Like Newfydog said, the torsional rigidity goes first, especially if you like to rail them. If not, then it doesn't matter anyway.

Here are some other factors:
Have you gained weight?
Are you skiing faster than you did when you first got them?
Have they been tuned recently?
Are the bindings screws tight?
Is the binding to boot interface slope free?

You said you are "Having to work them harder". In what way? How many days do you have on them? How long are the PR's and how much do you weigh?

To answer your question about how one knows when ones skis are worn out, for me it depends on the skis. My ice carvers are worn out when they don't grip on ice anymore. Then they become my firm snow carving skis and eventually rock skis. My powder skis are toast when they run out of P-tex from stone grinds after base repairs. When they run out of p-tex, they stop being skis. To slow that down I avoid base grinds except when they are really necessary.

dt
post #14 of 16
Quote:
Originally Posted by DT View Post
To answer your question about how one knows when ones skis are worn out, for me it depends on the skis. My ice carvers are worn out when they don't grip on ice anymore. Then they become my firm snow carving skis and eventually rock skis. My powder skis are toast when they run out of P-tex from stone grinds after base repairs.

dt

Good point. I've never worn out a powder ski. Bent a few, but no slow long term decrease in performance.

You don't consider those pocket flopits a hard snow carver do you?
post #15 of 16
Quote:
Originally Posted by newfydog View Post
Good point. I've never worn out a powder ski. Bent a few, but no slow long term decrease in performance.

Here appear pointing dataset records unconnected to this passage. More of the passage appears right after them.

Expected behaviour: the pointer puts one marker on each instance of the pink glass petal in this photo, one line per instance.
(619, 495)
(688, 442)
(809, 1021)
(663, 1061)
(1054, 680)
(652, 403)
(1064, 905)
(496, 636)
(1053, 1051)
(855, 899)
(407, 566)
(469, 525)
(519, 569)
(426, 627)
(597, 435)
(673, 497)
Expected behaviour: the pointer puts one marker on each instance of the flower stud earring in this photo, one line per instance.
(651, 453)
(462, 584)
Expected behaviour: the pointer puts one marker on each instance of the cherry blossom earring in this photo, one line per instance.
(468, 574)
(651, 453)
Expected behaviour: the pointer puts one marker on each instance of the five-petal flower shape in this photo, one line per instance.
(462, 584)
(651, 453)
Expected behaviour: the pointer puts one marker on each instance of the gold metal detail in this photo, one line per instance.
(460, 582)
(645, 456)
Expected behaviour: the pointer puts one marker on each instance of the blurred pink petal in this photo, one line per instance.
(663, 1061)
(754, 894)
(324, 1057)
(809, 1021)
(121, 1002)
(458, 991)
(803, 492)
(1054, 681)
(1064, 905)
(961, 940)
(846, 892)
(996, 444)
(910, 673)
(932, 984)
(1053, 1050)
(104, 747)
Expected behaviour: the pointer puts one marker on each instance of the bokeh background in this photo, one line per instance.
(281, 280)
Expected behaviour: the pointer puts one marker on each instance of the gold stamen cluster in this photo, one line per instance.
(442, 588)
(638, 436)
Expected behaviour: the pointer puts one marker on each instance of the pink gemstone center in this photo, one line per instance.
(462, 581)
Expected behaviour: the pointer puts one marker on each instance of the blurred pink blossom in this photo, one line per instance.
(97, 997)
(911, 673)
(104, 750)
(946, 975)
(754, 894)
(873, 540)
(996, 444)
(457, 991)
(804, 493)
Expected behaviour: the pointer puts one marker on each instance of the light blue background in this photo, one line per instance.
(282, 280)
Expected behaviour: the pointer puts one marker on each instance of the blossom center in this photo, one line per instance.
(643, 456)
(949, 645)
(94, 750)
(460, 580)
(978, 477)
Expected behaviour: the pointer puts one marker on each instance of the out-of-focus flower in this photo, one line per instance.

You don't consider those pocket flopits a hard snow carver do you?
Although I am impressed with the edge grip of PR's, I use racier skis for all day firm groomer carving: Fischer RC, SL and SC. PR's were originally designed to be good in icy half pipes as well as powder. Actually the torsional rigidity of my PR's can be a pain when I would rather skid my way through a situation like corn bumps, especially with my new Magma boots. My old Explosion 8's were better skidders but the Magma's are substantially higher performance boots.

dt
post #16 of 16
Quote:
Originally Posted by CalgarySkier View Post
How does one know when a ski is all skied out and needs replacement?
When presented with an opportunity to get the new pair into the house without running into your spouse.